Proposta do PS na área da administração interna quer videovigilância em zonas críticas e a vítimas de violência doméstica

Hugo Franco

Hugo Franco

Jornalista

Tem sido uma bandeira recorrente dos últimos Governos e principais partidos de oposição. E António Costa volta a carregar na tecla: o programa de Governo do PS quer tirar os agentes de segurança das secretárias e colocá-los nas ruas. Pretende também compatibilizar as missões das polícias nacionais com as municiais e até com os guardas noturnos e os seguranças privados.

O reforço dos poderes e competências do secretário-geral do Sistema de Segurança Interna para a coordenação das várias forças de segurança é também considerado prioritário para os socialistas.

"Há neste programa coisas que nos deixam dúvidas, outras que já vêm do passado mas também há medidas boas, caso sejam concretizadas", diz Paulo Rodrigues, presidente da Associação Sindical dos Profissionais de Polícia. Entre os pontos positivos, o dirigente destaca precisamente o reforço do secretário-geral do Sistema de Segurança Interna, que considera essencial para gerir as diferentes culturas operacionais das forças policiais. Já as dúvidas prendem-se com a delimitação do perímetro entre o pessoal operacional ou administrativo.

Prioritário para o PS é igualmente a instalar sistemas de videovigilância em zonas de maior risco. As câmaras de vídeo estão também previstas para monitorizar as vítimas de violência doméstica, uma área que merece um subcapítulo neste capítulo da segurança interna e política criminal.

O PS considera por isso essencial dar mais formação às autoridades para prevenir a violência entre marido e mulher, prevendo o alargamento do estatuto de vítima de crime, indo além do iniciado em relação às vítimas da violência doméstica. E prometendo cobertura nacional progressiva dos serviços de apoio à vítima de crime.

Para as prisões, os socialistas querem criar uma justiça restaurativa e prevenir a reincidência. "Diminuir, sempre que as razões de segurança o permitam, o tempo de permanência diária dos reclusos na cela ou camarata, ocupando-os em atividades multidisciplinares", diz o documento do PS.

Júlio Rebelo, presidente do Sindicato Independente do Corpo da Guarda Prisional, torce o nariz a algumas das medidas: "O prazo de dez anos para reabilitar os estabelecimentos prisionais (EP) é demasiado extenso. É preciso fazê-lo já, pois os serviços estão em falência financeira", critica.

Para o dirigente, este programa revela que continua a haver um desinvestimento nos sistemas de segurança dos EP em meios humanos e materiais: "As oficinas e outro tipo de ocupações nas prisões, que são essenciais para a reinserção dos reclusos, não funcionam porque não há homens para as vigiar", garante.

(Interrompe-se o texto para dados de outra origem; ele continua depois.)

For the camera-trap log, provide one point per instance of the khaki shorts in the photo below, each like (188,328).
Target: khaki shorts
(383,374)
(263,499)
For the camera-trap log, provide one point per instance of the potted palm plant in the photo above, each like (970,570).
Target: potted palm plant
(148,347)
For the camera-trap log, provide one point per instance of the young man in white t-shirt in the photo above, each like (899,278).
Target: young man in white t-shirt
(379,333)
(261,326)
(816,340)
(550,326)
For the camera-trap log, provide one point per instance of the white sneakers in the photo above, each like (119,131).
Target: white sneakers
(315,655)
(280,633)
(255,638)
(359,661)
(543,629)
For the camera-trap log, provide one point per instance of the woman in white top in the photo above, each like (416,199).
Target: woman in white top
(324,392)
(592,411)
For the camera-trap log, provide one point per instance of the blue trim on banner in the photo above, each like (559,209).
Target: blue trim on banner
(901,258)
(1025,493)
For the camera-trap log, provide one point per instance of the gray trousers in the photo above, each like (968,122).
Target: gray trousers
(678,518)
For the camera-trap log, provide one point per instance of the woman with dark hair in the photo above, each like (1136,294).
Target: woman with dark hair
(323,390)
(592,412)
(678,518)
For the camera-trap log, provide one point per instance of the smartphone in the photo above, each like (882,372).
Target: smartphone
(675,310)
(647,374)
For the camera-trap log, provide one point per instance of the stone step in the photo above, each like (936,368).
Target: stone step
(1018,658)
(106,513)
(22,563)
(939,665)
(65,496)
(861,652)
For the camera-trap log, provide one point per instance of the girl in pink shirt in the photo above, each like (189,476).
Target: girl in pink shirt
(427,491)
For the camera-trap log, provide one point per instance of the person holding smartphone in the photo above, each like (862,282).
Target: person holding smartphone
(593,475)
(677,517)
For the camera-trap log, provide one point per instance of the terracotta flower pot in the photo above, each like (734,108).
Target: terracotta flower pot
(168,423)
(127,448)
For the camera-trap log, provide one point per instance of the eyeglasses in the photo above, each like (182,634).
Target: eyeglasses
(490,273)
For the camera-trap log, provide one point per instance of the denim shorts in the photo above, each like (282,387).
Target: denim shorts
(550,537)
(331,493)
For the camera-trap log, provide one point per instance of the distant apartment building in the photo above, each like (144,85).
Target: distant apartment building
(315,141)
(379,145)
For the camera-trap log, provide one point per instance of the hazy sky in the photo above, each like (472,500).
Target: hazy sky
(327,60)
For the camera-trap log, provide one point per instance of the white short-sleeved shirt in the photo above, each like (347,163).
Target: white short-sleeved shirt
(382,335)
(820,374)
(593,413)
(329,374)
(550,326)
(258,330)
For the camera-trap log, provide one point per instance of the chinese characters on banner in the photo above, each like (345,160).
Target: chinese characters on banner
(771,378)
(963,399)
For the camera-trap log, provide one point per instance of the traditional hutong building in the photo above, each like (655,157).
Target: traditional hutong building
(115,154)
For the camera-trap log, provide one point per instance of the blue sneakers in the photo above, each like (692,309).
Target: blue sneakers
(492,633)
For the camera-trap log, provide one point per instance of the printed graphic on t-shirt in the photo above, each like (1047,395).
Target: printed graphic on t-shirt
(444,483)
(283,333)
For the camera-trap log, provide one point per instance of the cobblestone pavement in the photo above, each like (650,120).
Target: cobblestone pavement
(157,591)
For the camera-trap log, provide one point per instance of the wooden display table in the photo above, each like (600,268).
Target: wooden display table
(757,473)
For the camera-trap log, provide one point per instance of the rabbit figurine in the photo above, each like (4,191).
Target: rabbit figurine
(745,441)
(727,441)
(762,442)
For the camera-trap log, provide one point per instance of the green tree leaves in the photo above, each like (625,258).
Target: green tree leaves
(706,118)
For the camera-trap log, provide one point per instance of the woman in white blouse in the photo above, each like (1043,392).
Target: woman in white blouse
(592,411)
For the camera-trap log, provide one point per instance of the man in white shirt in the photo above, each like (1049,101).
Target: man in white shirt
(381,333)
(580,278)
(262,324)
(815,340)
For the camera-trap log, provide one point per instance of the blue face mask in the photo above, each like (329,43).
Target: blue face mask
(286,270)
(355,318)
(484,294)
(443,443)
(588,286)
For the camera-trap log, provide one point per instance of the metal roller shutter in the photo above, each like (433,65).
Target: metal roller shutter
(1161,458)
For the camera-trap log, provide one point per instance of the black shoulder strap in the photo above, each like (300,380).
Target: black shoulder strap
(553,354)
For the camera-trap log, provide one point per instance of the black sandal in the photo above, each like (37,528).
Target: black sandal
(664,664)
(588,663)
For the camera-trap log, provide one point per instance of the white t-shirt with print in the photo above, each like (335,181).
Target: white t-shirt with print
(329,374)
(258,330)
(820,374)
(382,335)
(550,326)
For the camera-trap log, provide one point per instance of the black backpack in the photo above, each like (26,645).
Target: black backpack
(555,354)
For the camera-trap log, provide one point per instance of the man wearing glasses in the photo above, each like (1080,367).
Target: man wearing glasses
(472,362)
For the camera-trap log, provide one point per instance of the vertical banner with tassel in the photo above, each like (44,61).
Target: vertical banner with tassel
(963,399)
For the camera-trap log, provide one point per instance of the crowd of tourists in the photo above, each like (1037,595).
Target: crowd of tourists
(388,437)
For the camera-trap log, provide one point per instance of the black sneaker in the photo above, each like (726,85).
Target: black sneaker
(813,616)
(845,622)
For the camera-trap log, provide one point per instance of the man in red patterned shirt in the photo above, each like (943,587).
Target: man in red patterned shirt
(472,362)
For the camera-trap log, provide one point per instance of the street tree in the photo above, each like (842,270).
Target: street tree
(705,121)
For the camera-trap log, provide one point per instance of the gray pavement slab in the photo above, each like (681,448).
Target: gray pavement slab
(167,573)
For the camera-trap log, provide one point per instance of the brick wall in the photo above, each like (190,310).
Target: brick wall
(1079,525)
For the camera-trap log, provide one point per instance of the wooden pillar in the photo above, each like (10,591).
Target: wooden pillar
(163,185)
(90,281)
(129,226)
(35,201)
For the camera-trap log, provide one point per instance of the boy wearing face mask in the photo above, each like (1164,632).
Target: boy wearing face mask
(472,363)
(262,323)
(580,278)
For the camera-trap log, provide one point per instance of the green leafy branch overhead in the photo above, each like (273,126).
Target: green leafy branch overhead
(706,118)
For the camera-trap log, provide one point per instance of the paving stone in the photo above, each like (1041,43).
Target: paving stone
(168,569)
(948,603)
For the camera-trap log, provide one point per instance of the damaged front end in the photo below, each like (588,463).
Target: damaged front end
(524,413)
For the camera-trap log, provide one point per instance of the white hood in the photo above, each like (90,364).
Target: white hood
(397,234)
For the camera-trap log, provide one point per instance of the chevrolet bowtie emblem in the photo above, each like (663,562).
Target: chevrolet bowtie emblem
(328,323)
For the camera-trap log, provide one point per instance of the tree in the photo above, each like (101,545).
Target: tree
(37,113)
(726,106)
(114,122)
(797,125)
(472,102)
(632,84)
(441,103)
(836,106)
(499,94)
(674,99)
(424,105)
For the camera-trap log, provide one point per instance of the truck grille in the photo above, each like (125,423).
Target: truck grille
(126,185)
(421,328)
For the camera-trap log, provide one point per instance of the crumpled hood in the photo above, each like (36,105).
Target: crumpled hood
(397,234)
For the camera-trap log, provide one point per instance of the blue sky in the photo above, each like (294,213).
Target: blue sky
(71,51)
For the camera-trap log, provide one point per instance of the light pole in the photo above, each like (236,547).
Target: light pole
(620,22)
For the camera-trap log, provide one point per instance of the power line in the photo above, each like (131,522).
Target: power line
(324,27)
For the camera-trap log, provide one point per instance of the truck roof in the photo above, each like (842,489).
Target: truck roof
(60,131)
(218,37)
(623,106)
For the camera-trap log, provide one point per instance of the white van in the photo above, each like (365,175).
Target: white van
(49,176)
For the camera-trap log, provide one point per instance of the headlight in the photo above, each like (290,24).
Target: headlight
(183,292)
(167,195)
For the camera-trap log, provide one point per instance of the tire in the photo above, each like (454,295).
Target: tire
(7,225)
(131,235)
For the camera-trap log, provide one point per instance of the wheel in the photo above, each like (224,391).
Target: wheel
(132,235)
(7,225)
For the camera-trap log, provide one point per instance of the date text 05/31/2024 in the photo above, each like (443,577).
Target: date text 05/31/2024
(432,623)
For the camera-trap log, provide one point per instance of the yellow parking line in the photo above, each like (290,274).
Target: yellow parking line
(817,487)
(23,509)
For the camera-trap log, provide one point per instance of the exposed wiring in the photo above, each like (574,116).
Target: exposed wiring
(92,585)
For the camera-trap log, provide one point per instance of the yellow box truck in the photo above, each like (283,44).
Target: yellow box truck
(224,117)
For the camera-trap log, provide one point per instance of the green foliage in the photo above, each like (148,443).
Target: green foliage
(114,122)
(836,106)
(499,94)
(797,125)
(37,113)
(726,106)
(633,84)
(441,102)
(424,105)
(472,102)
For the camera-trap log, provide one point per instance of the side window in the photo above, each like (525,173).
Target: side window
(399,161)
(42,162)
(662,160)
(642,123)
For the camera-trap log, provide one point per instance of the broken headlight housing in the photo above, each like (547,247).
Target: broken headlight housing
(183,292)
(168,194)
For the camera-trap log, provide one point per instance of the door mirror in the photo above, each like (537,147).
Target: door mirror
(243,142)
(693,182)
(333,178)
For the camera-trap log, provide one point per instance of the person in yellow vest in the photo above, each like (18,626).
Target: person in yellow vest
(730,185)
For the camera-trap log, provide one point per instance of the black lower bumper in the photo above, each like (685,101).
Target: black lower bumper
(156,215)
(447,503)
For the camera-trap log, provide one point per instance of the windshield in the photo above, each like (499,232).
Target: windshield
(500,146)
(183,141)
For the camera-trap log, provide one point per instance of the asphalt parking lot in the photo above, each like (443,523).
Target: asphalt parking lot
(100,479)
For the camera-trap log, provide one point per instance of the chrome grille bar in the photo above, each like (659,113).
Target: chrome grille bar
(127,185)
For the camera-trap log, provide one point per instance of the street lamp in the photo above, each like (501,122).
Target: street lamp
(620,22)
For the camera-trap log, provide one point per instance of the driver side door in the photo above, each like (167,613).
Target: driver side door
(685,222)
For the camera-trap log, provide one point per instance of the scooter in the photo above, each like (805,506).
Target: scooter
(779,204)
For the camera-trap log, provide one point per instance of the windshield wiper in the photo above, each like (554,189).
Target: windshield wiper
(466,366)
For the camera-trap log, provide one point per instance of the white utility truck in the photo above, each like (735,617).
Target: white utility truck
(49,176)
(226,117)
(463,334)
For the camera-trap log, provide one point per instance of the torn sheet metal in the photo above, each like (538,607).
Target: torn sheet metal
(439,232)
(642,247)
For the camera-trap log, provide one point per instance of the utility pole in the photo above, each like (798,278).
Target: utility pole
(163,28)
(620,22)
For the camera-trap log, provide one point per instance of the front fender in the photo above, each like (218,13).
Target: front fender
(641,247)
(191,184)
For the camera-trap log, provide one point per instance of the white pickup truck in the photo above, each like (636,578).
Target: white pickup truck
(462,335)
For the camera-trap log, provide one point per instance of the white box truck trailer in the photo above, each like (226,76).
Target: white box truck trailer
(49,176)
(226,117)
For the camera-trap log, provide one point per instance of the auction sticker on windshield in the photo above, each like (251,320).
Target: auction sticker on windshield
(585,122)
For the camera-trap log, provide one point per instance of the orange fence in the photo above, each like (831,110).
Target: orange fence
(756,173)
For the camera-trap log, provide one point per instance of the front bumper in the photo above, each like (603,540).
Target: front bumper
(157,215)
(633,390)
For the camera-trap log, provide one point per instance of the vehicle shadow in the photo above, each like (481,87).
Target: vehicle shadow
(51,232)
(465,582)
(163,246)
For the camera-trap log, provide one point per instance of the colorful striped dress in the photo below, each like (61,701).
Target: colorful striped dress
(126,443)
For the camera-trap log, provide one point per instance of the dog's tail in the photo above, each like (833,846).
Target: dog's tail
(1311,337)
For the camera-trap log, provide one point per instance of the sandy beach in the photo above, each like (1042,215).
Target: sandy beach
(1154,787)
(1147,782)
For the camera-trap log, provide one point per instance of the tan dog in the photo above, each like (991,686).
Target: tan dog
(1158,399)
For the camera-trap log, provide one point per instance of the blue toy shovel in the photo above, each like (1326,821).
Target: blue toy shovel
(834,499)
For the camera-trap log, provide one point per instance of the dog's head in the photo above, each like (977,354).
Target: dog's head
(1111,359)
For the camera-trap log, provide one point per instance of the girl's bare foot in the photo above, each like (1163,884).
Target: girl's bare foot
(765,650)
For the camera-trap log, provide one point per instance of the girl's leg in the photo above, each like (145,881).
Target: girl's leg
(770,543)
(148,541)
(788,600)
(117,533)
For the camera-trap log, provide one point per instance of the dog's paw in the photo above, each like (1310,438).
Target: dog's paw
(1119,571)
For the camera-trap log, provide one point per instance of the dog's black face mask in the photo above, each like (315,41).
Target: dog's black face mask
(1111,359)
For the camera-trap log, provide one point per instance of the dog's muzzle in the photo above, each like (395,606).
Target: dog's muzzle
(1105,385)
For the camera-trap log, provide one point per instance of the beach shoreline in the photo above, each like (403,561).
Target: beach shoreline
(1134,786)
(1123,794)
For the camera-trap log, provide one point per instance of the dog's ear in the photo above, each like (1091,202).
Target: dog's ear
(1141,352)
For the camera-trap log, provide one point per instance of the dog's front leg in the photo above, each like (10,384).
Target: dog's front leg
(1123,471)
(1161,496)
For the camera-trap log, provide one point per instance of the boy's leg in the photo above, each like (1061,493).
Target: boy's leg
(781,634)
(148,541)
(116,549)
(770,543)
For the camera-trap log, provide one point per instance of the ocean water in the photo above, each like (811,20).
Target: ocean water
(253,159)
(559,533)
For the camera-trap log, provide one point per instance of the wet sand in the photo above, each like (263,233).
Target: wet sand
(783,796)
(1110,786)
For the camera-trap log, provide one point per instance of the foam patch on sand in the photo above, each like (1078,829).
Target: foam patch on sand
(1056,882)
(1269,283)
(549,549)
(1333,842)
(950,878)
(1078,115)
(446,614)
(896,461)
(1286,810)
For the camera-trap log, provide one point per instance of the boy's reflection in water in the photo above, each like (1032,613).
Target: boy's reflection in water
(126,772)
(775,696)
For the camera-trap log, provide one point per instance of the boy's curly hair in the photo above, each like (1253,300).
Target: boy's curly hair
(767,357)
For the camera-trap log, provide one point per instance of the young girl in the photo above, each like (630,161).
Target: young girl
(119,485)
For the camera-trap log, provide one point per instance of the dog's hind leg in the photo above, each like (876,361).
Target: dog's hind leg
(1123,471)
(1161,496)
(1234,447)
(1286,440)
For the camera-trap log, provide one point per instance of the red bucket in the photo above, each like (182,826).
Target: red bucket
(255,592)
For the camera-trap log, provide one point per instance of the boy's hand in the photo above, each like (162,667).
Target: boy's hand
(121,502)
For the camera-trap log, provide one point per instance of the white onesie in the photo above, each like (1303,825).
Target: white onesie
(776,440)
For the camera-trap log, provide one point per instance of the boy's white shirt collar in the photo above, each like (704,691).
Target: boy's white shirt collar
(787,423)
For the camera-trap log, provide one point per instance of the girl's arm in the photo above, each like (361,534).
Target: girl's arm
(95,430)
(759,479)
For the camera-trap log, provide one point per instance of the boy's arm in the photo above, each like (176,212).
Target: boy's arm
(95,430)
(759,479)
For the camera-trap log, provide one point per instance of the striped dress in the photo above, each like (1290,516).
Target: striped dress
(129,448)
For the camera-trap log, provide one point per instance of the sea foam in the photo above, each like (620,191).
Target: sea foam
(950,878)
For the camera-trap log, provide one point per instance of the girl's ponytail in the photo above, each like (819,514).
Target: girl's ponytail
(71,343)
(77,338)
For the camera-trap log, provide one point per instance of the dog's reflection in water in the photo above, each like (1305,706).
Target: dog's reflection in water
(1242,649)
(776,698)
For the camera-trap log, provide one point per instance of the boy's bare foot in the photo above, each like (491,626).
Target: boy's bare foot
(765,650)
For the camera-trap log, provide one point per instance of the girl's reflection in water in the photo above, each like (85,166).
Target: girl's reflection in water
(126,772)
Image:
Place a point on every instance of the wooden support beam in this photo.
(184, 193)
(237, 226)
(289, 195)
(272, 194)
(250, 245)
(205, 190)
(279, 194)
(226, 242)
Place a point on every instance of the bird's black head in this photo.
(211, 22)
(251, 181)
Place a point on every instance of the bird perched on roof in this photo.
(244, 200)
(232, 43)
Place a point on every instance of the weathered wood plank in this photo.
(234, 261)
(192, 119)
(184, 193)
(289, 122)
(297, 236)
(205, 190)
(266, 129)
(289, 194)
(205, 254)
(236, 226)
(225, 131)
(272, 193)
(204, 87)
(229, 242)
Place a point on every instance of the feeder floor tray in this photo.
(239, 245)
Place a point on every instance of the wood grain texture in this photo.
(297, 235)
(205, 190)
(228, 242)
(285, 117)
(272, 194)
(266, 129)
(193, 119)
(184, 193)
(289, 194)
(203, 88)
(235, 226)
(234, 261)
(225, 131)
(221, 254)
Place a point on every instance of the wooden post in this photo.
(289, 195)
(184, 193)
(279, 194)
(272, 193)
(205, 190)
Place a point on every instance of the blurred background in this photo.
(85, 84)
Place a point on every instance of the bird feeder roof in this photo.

Na área da proteção civil, é defendida pelo PS a valorização dos bombeiros voluntários e ainda a cooperação com as universidades na implementação de sistemas de risco e de alerta precoce. António Costa promete também modernizar as infraestruturas, equipamentos e formação dos agentes da proteção civil. "É um programa evasivo em relação à proteção civil. Não há dados concretos mas apenas um conjunto de intenções", critica Fernando Curto, presidente da Associação Nacional de Bombeiros Profissionais.

Este dirigente considera que devia ter ficado esclarecido, por exemplo como ficará definida a competência jurídica e judicial dos municípios, bem como qual o tipo de regalias sociais dadas aos voluntários. "Sobretudo, clarificar e especificar a vertente do profissionalismo", sugere.